Given that E and F are events such that \[P\left( E \right)=0.6,P\left( F \right)=0.3,P\left( E\cap F \right)=0.2\], find \[6P\left( F|E \right)\].

Answer 1

Hint: Use the formula for calculating the conditional probability of two given events which is \[P\left( F|E \right)=\dfrac{P\left( E\cap F \right)}{P\left( E \right)}\] and substitute the values of given probability of events.

We have two events \[E\] and \[F\] such that \[P\left( E \right)=0.6,P\left( F \right)=0.3,P\left( E\cap F \right)=0.2\]. We have to find the value of \[6P\left( F|E \right)\].
We will first evaluate the value of the conditional probability \[P\left( F|E \right)\] which is the probability of occurrence of event \[F\] given that the event \[E\] has already occurred.
We will use the formula for conditional probability which says that \[P\left( F|E \right)=\dfrac{P\left( E\cap F \right)}{P\left( E \right)}\].
Substituting the values \[P\left( E \right)=0.6,P\left( E\cap F \right)=0.2\] in the above formula, we get \[P\left( F|E \right)=\dfrac{P\left( E\cap F \right)}{P\left( E \right)}=\dfrac{0.2}{0.6}=\dfrac{2}{6}=\dfrac{1}{3}\].
Thus, we have \[P\left( F|E \right)=\dfrac{1}{3}\].
We now have to calculate \[6P\left( F|E \right)\]. Thus, we have \[6P\left( F|E \right)=6\left( \dfrac{1}{3} \right)=2\].
Hence, we have \[6P\left( F|E \right)=2\].
Probability of any event describes how likely an event is to occur or how likely it is that a proposition is true. The value of probability of any event always lies in the range \[\left[ 0,1 \right]\] where having \[0\] probability indicates that the event is impossible to happen, while having probability equal to \[1\] indicates that the event will surely happen. We must remember that the sum of probability of occurrence of some event and probability of non-occurrence of the same event is always \[1\].

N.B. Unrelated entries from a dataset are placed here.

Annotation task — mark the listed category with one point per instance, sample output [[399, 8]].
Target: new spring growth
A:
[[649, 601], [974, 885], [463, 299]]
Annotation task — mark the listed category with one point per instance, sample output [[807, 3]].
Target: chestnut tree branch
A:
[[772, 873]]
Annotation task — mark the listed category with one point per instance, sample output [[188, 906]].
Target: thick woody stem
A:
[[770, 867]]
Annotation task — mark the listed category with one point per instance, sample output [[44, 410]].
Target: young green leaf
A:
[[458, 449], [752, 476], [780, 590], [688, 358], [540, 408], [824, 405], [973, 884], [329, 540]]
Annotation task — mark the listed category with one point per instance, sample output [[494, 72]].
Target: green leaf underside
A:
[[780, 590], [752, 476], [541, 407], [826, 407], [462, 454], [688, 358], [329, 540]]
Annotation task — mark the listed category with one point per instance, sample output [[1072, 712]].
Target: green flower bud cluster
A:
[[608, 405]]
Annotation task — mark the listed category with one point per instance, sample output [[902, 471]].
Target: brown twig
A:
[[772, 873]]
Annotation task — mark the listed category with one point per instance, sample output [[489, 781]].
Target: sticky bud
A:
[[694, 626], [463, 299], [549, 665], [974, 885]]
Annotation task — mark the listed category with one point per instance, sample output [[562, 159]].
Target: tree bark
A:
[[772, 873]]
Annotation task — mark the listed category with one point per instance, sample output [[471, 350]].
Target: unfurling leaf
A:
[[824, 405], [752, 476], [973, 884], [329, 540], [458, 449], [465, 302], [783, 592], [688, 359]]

Note: Conditional probability is a measure of the probability of occurrence of an event given that another event has occurred. \[P\left( A|B \right)\] measures the occurrence of event \[A\] given that event \[B\] has already occurred. If \[A\] and \[B\] are two independent events (which means that the probability of occurrence or non-occurrence of one event doesn’t affect the probability of occurring or non-occurring of the other event), then \[P\left( A|B \right)\] is simply the probability of occurrence of event \[A\], i.e. \[P\left( A \right)\].